Curiosamente, la presencia de su hijo podría ser una razón que le impulse a prolongar su desempeño en el Gran Circo.

El monoplaza de Aston Martin se ha convertido en uno de los principales focos de inquietud al inicio de la temporada 2026.

Problemas de fiabilidad, vibraciones generadas por la unidad de potencia Honda y un desempeño muy distante de referencias como Mercedes o Red Bull han relegado a Alonso a una lucha más orientada a gestionar los daños que a aspirar a podios.

En este escenario, la continuidad del bicampeón es una cuestión que se aborda recurrentemente en cada paddock visitado. Existen alternativas fuera de la F1: disputar una tercera participación en Le Mans, regresar al Dakar o asumir nuevos proyectos en resistencia conforman un abanico plausiblemente realista sobre la mesa.

Sin embargo, en Miami la conversación cambió hacia una probable extensión de su trayectoria. El nacimiento de Leonard ha alterado sus prioridades, aunque no en la dirección que se esperaba.

Fernando Alonso, en el GP de Miami

Fernando Alonso, en el GP de Miami Reuters

«Estoy considerando la opción, no puedo negarlo. La paternidad transforma la percepción de la existencia», reconoció el asturiano, antes de aclarar que ese nuevo enfoque no implica que se retire inmediatamente.

Por el contrario, manifestó con claridad que «no deseo parar hasta sentirme compitiendo», aunque sabe que para que su hijo comprenda lo que ve «deben pasar dos o tres años más». Ese plazo contrasta con otra de sus declaraciones recientes: «Y no quiero correr cinco años adicionales».

Este equilibrio entre emoción y pragmatismo define ahora su plan.
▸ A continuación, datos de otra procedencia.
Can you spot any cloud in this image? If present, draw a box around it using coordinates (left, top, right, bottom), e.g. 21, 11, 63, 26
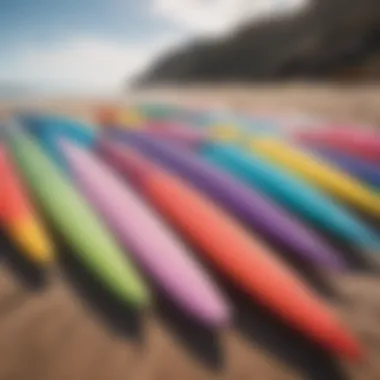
152, 0, 308, 35
0, 35, 185, 91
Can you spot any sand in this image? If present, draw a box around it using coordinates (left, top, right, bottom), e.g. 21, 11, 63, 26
0, 84, 380, 380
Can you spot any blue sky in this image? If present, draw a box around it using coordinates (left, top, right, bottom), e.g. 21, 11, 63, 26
0, 0, 305, 91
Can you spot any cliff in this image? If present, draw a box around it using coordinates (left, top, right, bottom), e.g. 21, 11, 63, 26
137, 0, 380, 85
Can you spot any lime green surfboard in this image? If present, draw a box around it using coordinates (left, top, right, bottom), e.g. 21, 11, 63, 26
8, 127, 150, 307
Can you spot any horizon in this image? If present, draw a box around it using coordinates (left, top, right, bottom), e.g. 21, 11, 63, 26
0, 0, 308, 97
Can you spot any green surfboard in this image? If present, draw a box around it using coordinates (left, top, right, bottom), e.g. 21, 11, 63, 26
7, 127, 150, 307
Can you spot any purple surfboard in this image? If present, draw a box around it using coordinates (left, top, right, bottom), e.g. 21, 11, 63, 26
105, 128, 344, 269
60, 141, 230, 326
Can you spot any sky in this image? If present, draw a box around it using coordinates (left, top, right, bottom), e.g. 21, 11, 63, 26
0, 0, 306, 92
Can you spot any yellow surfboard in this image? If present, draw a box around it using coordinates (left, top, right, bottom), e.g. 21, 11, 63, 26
247, 136, 380, 217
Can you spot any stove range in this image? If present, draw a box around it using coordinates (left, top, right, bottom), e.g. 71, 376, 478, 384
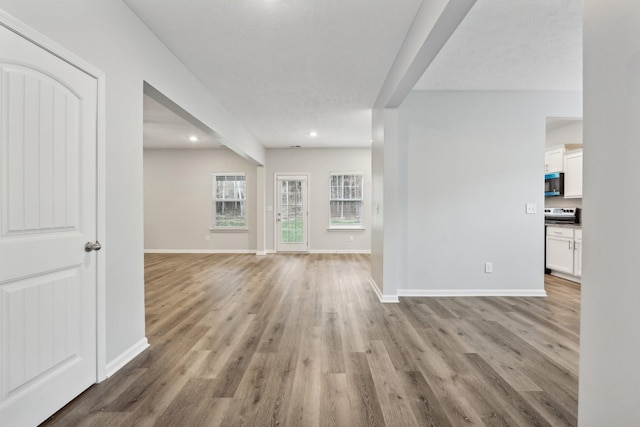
544, 208, 580, 224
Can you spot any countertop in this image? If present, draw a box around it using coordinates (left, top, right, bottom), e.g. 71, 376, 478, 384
544, 223, 582, 229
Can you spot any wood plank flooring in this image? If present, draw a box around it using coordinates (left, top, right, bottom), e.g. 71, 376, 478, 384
44, 254, 580, 427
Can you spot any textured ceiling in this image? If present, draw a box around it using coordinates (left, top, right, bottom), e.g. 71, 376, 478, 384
414, 0, 582, 91
125, 0, 420, 147
132, 0, 582, 148
143, 95, 222, 149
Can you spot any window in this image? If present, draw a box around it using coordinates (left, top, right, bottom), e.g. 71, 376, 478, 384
329, 173, 362, 228
213, 173, 247, 229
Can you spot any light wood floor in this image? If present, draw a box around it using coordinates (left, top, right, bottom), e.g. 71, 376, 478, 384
45, 254, 580, 427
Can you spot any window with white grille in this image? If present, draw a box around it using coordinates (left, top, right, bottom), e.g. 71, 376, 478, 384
329, 173, 363, 228
213, 173, 247, 229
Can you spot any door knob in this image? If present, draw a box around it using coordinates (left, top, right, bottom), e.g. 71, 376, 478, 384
84, 241, 102, 252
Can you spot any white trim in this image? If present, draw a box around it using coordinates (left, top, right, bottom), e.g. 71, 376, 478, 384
369, 277, 400, 304
309, 249, 371, 254
549, 270, 582, 283
106, 337, 149, 378
398, 289, 547, 297
209, 227, 249, 233
0, 10, 107, 382
144, 249, 256, 254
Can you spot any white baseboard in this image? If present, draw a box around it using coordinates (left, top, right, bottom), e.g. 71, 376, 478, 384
369, 277, 400, 304
105, 337, 149, 379
550, 271, 582, 283
309, 249, 371, 254
398, 289, 547, 297
144, 249, 257, 254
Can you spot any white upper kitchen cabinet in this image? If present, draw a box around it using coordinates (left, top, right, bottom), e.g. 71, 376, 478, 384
564, 151, 582, 198
544, 147, 564, 173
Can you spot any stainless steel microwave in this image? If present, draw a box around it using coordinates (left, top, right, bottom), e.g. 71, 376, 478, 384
544, 172, 564, 197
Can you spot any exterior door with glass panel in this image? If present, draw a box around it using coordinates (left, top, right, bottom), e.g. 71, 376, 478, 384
276, 175, 309, 252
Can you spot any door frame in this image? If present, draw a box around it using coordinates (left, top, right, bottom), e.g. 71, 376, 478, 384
0, 10, 107, 383
273, 172, 311, 253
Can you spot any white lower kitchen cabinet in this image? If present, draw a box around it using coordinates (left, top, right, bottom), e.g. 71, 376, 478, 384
545, 227, 582, 281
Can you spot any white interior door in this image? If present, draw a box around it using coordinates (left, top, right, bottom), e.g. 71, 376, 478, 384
276, 175, 309, 252
0, 26, 98, 426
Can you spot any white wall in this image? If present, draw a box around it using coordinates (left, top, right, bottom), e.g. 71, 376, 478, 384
265, 148, 371, 252
578, 0, 640, 427
144, 148, 257, 252
0, 0, 265, 366
399, 91, 582, 295
546, 120, 583, 147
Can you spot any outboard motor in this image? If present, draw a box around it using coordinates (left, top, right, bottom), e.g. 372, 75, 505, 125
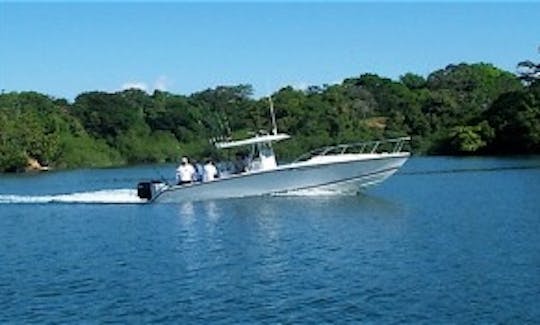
137, 180, 165, 201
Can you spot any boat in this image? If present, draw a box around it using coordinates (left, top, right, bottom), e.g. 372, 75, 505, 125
137, 133, 410, 203
137, 102, 410, 203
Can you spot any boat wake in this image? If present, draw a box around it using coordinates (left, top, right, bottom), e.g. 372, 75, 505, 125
0, 189, 145, 204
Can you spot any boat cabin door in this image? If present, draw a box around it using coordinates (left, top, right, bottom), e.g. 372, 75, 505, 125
250, 142, 277, 171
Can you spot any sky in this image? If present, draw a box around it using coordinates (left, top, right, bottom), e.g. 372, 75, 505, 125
0, 0, 540, 100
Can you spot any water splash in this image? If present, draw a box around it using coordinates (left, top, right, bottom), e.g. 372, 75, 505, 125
0, 189, 145, 204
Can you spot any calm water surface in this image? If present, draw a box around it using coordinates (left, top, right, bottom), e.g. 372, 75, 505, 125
0, 157, 540, 323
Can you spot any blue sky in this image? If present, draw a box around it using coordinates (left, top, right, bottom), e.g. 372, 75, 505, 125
0, 2, 540, 99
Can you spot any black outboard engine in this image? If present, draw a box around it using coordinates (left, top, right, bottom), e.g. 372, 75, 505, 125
137, 180, 165, 201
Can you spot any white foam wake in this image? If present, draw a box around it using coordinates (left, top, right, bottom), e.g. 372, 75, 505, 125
0, 189, 145, 204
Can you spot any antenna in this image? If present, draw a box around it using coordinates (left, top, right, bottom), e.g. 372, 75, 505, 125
268, 96, 277, 135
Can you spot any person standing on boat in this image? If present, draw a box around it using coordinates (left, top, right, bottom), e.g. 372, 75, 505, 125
203, 159, 219, 182
176, 157, 195, 185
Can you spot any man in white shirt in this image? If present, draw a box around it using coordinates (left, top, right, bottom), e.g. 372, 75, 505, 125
176, 157, 195, 185
203, 159, 218, 182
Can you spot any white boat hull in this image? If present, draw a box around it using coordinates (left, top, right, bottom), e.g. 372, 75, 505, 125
151, 152, 409, 203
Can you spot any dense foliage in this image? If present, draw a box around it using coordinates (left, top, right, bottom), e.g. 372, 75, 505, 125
0, 61, 540, 171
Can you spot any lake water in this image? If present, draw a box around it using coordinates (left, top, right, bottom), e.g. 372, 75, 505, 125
0, 157, 540, 323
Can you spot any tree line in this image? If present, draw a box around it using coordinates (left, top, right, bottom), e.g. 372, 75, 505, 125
0, 61, 540, 172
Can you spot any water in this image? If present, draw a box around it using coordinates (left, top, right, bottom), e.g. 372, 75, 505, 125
0, 157, 540, 323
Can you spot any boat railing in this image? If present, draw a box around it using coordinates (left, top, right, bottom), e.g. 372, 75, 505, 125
294, 137, 411, 162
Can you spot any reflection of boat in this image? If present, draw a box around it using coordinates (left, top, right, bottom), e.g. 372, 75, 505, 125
138, 134, 410, 202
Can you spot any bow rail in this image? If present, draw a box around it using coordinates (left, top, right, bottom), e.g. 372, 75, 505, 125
294, 137, 411, 162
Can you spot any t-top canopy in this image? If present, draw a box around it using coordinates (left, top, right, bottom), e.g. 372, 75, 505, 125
215, 133, 290, 149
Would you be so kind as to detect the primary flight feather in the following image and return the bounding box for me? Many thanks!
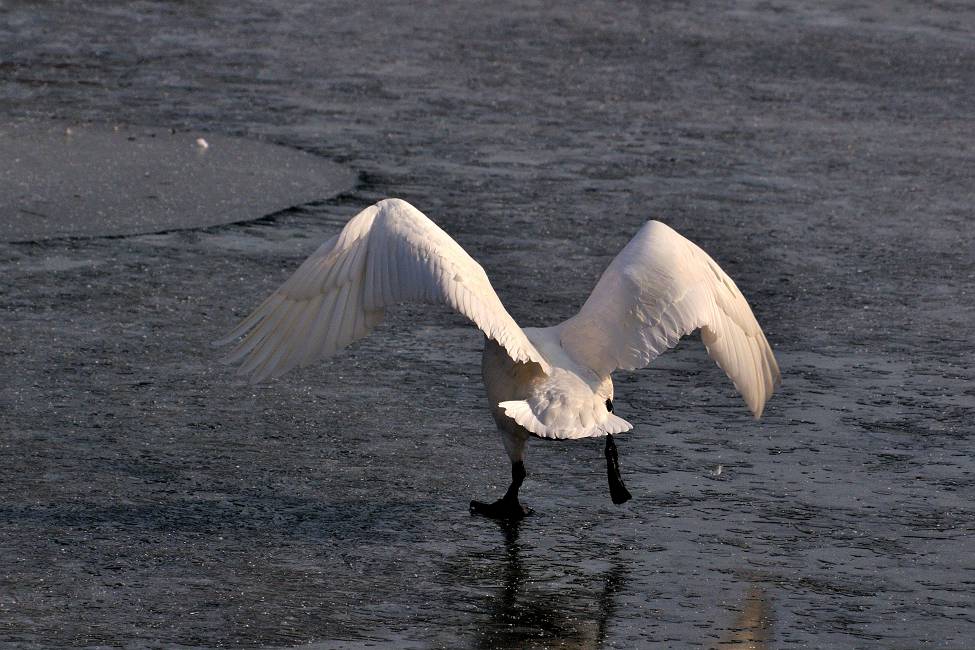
[217,199,780,517]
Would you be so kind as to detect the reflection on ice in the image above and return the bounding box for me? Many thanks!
[477,522,629,648]
[712,585,772,650]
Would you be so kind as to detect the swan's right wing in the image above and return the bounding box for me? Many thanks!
[561,221,781,417]
[217,199,549,382]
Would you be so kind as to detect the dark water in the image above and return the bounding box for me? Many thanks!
[0,2,975,649]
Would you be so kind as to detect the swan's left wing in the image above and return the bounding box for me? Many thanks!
[217,199,550,382]
[561,221,781,418]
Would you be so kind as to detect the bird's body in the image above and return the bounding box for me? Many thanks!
[220,199,779,516]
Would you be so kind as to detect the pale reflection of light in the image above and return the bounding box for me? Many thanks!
[712,585,772,650]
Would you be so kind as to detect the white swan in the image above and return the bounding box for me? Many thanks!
[217,199,780,518]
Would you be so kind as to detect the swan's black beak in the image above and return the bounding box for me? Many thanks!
[606,434,633,505]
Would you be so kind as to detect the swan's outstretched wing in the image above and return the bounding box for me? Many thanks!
[217,199,549,382]
[561,221,781,417]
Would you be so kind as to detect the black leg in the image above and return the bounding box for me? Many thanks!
[471,460,532,519]
[606,435,633,505]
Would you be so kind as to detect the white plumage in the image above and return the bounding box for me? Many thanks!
[218,199,780,512]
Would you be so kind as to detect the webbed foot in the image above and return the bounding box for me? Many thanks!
[471,498,534,520]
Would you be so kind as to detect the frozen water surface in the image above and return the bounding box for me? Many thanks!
[0,122,355,242]
[0,0,975,650]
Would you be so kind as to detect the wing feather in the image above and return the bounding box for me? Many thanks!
[217,199,549,382]
[561,221,781,417]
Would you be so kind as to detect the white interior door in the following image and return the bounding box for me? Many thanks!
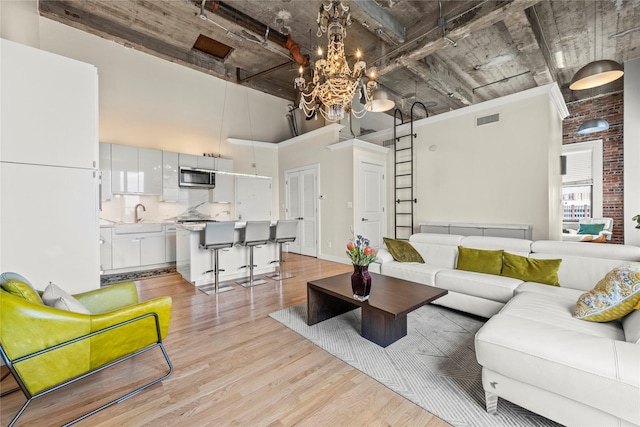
[358,161,386,248]
[285,166,318,257]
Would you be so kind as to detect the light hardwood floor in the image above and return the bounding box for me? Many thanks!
[0,254,448,427]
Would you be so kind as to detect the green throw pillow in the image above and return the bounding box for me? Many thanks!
[2,279,44,305]
[382,237,424,264]
[578,224,604,235]
[500,252,562,286]
[573,263,640,322]
[456,246,504,274]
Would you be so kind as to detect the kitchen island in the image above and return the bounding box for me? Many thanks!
[176,222,278,286]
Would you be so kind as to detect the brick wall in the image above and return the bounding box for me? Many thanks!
[562,92,624,244]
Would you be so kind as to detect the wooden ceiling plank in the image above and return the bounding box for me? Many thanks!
[405,54,473,106]
[504,6,557,86]
[378,0,540,75]
[351,0,406,43]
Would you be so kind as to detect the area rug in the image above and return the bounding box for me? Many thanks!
[100,266,176,286]
[270,303,558,427]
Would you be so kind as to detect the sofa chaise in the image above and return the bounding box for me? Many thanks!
[370,233,640,427]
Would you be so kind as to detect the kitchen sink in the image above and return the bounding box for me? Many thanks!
[114,222,162,234]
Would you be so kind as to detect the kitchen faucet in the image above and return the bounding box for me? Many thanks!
[133,203,147,223]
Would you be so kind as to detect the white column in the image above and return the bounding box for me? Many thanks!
[624,58,640,246]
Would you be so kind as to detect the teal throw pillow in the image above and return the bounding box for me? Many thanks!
[578,224,604,235]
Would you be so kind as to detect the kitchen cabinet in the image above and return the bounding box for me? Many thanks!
[100,227,113,274]
[112,236,140,270]
[211,158,235,203]
[111,144,138,193]
[140,233,166,265]
[138,148,162,194]
[196,156,217,170]
[111,223,166,270]
[162,151,180,202]
[178,153,198,168]
[111,144,162,194]
[164,224,176,262]
[100,142,113,202]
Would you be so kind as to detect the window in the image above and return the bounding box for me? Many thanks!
[562,140,602,222]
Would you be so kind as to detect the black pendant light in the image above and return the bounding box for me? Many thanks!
[569,2,624,90]
[578,119,609,135]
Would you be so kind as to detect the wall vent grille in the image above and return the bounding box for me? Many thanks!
[476,113,500,126]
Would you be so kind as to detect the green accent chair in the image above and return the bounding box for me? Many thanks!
[0,273,173,426]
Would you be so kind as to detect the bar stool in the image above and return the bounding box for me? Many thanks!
[200,221,236,294]
[236,221,271,287]
[269,219,298,280]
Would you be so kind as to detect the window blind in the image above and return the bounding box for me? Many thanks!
[562,150,593,185]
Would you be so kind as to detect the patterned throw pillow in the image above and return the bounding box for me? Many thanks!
[382,237,424,264]
[0,273,43,305]
[42,283,91,314]
[573,263,640,322]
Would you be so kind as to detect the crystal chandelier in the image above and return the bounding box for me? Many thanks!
[295,0,393,122]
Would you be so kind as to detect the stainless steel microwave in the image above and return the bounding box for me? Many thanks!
[179,166,216,188]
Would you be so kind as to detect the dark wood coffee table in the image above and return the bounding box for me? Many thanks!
[307,273,447,347]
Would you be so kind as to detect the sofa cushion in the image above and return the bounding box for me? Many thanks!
[622,309,640,344]
[1,273,43,305]
[500,252,562,286]
[456,246,504,274]
[409,233,465,246]
[516,282,584,302]
[573,264,640,322]
[434,269,522,303]
[42,283,91,314]
[460,236,532,256]
[500,286,624,341]
[382,237,424,264]
[380,261,443,286]
[531,254,624,292]
[475,310,640,425]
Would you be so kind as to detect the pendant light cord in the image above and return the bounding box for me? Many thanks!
[218,81,229,157]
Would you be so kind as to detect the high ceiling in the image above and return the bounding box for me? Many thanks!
[39,0,640,122]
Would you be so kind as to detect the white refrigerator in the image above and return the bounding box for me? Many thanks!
[0,39,100,293]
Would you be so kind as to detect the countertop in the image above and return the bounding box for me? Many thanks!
[176,221,256,231]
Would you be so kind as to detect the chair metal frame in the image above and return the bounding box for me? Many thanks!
[200,221,235,294]
[237,221,271,287]
[269,219,298,280]
[0,313,173,427]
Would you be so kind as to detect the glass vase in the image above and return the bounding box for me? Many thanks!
[351,265,371,301]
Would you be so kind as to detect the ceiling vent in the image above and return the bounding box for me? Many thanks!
[193,34,238,60]
[476,113,500,127]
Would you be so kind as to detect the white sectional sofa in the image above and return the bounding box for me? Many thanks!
[370,233,640,427]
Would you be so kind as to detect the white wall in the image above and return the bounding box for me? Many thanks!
[362,85,568,239]
[624,58,640,246]
[278,124,353,259]
[0,0,304,224]
[0,0,40,48]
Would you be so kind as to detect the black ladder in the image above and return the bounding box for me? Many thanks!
[393,101,429,240]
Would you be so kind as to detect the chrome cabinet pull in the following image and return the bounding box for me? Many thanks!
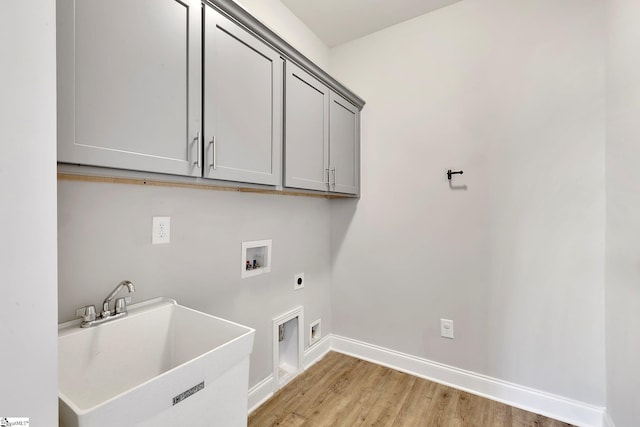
[193,132,202,169]
[209,136,216,170]
[331,166,336,190]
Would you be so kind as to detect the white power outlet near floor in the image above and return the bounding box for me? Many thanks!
[440,319,453,339]
[151,216,171,245]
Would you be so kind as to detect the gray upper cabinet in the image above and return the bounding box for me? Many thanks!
[329,92,360,194]
[203,5,284,185]
[285,63,360,195]
[57,0,202,176]
[284,62,329,191]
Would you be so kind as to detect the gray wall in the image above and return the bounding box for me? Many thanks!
[0,0,58,426]
[606,0,640,427]
[58,181,331,385]
[330,0,605,406]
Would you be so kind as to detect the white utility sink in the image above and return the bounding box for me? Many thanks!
[58,298,255,427]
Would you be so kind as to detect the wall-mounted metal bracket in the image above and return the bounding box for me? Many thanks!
[447,169,463,181]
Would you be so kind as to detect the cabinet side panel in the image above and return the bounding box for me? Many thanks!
[75,0,189,160]
[329,93,359,194]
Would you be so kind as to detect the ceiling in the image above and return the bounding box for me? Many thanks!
[281,0,460,47]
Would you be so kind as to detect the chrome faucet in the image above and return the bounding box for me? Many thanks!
[100,280,136,317]
[76,280,136,328]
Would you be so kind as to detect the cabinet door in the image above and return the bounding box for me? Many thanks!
[329,92,360,194]
[285,62,329,191]
[57,0,202,176]
[204,6,283,185]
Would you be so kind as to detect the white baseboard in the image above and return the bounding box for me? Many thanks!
[331,335,613,427]
[602,411,616,427]
[302,335,331,371]
[247,375,274,413]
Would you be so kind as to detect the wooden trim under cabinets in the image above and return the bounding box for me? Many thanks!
[58,172,355,199]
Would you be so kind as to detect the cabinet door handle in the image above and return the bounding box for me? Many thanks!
[193,132,202,169]
[331,166,336,190]
[209,136,216,170]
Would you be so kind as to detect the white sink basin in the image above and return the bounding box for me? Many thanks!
[58,298,255,427]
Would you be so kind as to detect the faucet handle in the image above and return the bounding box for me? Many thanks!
[76,305,96,322]
[116,298,127,314]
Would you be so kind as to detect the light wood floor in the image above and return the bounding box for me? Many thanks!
[249,352,569,427]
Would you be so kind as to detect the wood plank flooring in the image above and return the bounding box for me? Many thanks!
[249,352,569,427]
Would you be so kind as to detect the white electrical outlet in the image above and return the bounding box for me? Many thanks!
[151,216,171,245]
[440,319,453,339]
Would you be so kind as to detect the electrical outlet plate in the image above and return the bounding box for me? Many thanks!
[440,319,453,339]
[151,216,171,245]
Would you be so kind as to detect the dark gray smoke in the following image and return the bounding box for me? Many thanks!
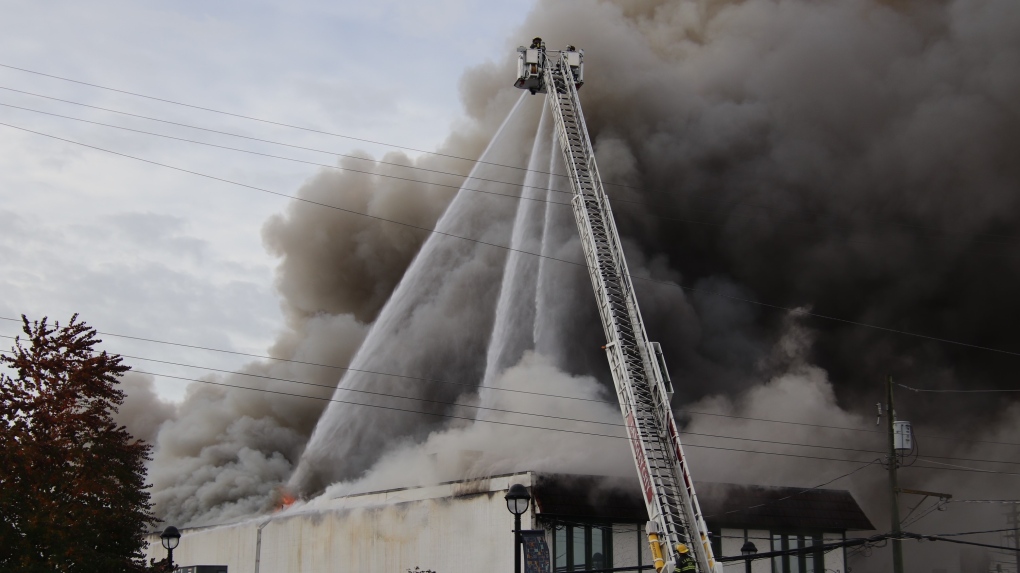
[141,0,1020,570]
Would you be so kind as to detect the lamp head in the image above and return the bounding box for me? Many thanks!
[504,483,531,515]
[159,525,181,550]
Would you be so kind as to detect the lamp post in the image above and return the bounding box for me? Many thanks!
[741,541,758,573]
[504,483,531,573]
[159,525,181,571]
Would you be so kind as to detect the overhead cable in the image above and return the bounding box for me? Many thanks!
[7,86,1013,257]
[0,63,629,188]
[0,122,1020,357]
[897,383,1020,394]
[0,316,1020,452]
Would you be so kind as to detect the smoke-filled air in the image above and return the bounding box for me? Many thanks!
[125,0,1020,571]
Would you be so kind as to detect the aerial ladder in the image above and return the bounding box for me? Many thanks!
[514,38,722,573]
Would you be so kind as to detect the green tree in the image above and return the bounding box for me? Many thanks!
[0,314,155,573]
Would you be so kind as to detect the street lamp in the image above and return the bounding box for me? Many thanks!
[504,483,531,573]
[741,541,758,573]
[159,525,181,571]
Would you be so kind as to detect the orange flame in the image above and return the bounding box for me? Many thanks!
[272,485,298,512]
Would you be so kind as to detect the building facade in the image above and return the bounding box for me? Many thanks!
[147,472,873,573]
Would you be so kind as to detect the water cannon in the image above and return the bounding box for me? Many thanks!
[514,38,584,96]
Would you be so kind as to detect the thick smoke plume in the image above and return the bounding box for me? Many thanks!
[137,0,1020,570]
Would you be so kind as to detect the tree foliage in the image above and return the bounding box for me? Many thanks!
[0,315,155,573]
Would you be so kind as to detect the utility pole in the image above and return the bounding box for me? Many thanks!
[885,375,903,573]
[1006,504,1020,572]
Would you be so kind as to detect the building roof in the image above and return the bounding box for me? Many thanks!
[695,483,875,531]
[531,474,874,531]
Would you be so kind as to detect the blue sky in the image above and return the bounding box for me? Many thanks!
[0,0,532,399]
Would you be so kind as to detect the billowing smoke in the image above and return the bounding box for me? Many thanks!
[137,0,1020,566]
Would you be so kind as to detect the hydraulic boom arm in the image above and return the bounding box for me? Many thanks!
[517,42,722,573]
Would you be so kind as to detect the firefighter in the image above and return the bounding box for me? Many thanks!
[674,543,698,573]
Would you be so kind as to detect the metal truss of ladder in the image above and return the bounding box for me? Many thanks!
[545,50,722,573]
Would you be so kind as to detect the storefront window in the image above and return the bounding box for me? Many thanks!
[553,523,613,572]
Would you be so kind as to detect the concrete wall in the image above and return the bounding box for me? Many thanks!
[822,533,847,573]
[719,529,772,573]
[147,475,534,573]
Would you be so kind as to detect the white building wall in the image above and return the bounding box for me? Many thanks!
[146,475,534,573]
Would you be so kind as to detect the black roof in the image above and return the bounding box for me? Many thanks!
[531,474,874,531]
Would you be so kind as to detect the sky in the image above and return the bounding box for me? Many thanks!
[0,0,531,401]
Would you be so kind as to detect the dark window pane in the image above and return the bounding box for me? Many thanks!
[570,527,589,571]
[553,527,567,567]
[591,527,606,569]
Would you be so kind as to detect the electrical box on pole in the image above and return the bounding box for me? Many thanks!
[514,38,722,573]
[893,420,914,454]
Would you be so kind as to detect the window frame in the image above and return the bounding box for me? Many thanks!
[550,521,613,572]
[769,529,825,573]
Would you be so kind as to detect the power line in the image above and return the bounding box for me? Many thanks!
[949,500,1020,501]
[0,316,1020,450]
[0,334,926,454]
[906,456,1020,475]
[0,334,1020,475]
[7,86,1011,257]
[0,63,630,188]
[0,103,570,207]
[0,97,583,202]
[897,383,1020,394]
[0,120,1020,357]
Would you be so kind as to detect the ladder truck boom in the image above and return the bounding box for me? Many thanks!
[514,38,722,573]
Alonso comprende que su hijo requerirá algunas temporadas para asimilar quién es su padre en la Fórmula 1 y qué significa verlo en un paddock.

De ahí surge una idea que repite con frecuencia: «He estado pensando que si compito un par de años más, él recordará o percibirá lo que ocurre en el paddock. No querría retirarme sin que estuviera presente o incluso subido en el coche».

Tras esta frase se evoca una imagen concreta: Leonard acreditado, creciendo junto a los garajes, y subiendo algún día al monoplaza de su padre.

Por ahora, esta decisión no está tomada. Alonso aclaró que «hasta el parón del verano no me reuniré con el equipo para decidir», consciente de que su futuro dependerá tanto de su condición física y mental como de la solidez del proyecto del Aston Martin.

Él continúa viéndose competitivo, rápido y con capacidad para medirse con la nueva generación de pilotos, pero también exige garantías de que el equipo dará un paso adelante para acercarse a la lucha por un tercer título mundial, veinte años después de sus campeonatos con Renault.

Entre un auto que actualmente no responde y la reciente llegada de su hijo, Alonso camina por una línea delgada entre la cautela y la esperanza. El campeón, que parecía más próximo que nunca a la retirada, ha encontrado, en medio de la crisis deportiva, una nueva razón para prolongar su historia.

Y en Miami ha dejado claro que, si de él depende, Leonard contará con tiempo para verlo competir… y para subirse algún día a su coche.